Better Go Mad in the Wild endet mit einem Dialog über den Tod. Ondřej entschuldigt sich bei seinem Bruder, wahrscheinlich als erster zu sterben. Sein Alkoholkonsum mache dies wahrscheinlich. František vermag, über jede Todesmelancholie zu lachen.  Sein transzendierender Blick verdichtet sich in einem seiner im Film zitierten Gedichte:

„Life is a futile task, or –
A Prize you never asked for
Life is a wave at its crest
A fleeting dream before eternal rest.
Which itself
eternal though it may well seem
Is but a prelude to another dream.“

František nahm nicht an der Abschlusszeremonie in Karlony Vary teil, wo Remos Werk den „Crystal Globe“ Hauptpreis davontrug.
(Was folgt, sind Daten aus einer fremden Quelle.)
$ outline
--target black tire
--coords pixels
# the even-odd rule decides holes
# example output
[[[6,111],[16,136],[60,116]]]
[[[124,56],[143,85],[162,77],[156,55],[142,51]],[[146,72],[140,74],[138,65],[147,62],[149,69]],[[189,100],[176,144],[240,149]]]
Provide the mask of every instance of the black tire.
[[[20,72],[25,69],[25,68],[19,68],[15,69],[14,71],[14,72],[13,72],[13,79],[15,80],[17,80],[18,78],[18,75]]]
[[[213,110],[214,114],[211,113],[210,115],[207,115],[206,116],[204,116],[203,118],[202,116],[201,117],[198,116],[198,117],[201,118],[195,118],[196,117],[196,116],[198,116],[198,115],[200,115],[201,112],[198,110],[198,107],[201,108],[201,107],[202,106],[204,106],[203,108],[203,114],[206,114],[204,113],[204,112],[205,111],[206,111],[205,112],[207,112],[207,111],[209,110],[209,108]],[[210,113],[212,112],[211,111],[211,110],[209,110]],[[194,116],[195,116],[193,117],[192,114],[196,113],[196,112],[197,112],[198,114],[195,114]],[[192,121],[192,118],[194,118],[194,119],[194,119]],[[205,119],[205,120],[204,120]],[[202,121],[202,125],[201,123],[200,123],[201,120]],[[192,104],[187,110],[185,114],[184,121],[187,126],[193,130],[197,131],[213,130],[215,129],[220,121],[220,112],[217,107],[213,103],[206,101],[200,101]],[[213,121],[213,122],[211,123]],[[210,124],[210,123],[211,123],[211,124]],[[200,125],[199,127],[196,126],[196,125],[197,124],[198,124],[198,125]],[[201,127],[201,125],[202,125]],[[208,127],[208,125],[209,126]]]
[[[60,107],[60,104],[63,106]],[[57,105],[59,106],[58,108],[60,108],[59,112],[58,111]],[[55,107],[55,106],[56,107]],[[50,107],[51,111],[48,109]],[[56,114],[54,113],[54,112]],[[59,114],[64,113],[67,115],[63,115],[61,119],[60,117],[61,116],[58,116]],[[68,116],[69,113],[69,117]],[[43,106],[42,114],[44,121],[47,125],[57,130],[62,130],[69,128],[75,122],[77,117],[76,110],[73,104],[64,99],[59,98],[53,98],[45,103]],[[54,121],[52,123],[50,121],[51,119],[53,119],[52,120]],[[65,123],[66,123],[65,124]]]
Er hatte sich aufgemacht zu einem Freund auf dem Lande. Zuvor kehrte er auf dem Weg dorthin in eine kleine, kaum besuchtem Gaststätte ein. Dort wollte er die Zeremonie per TV verfolgen, ankündigend, dort einen Preis zu gewinnen. Niemand nahm ihn ernst. Erst als sein Gesicht auf dem Bildschirm erschien, wollte jedermann mit ihm sprechen. Er zeigte einige seiner Gedichtbände und ging davon. Am nächsten Morgen fand man seinen Körper neben einem benachbarten Teich.

Von Miro Remo; Tschechische Republik, Slowakische Republik; 2025; 84 Minuten.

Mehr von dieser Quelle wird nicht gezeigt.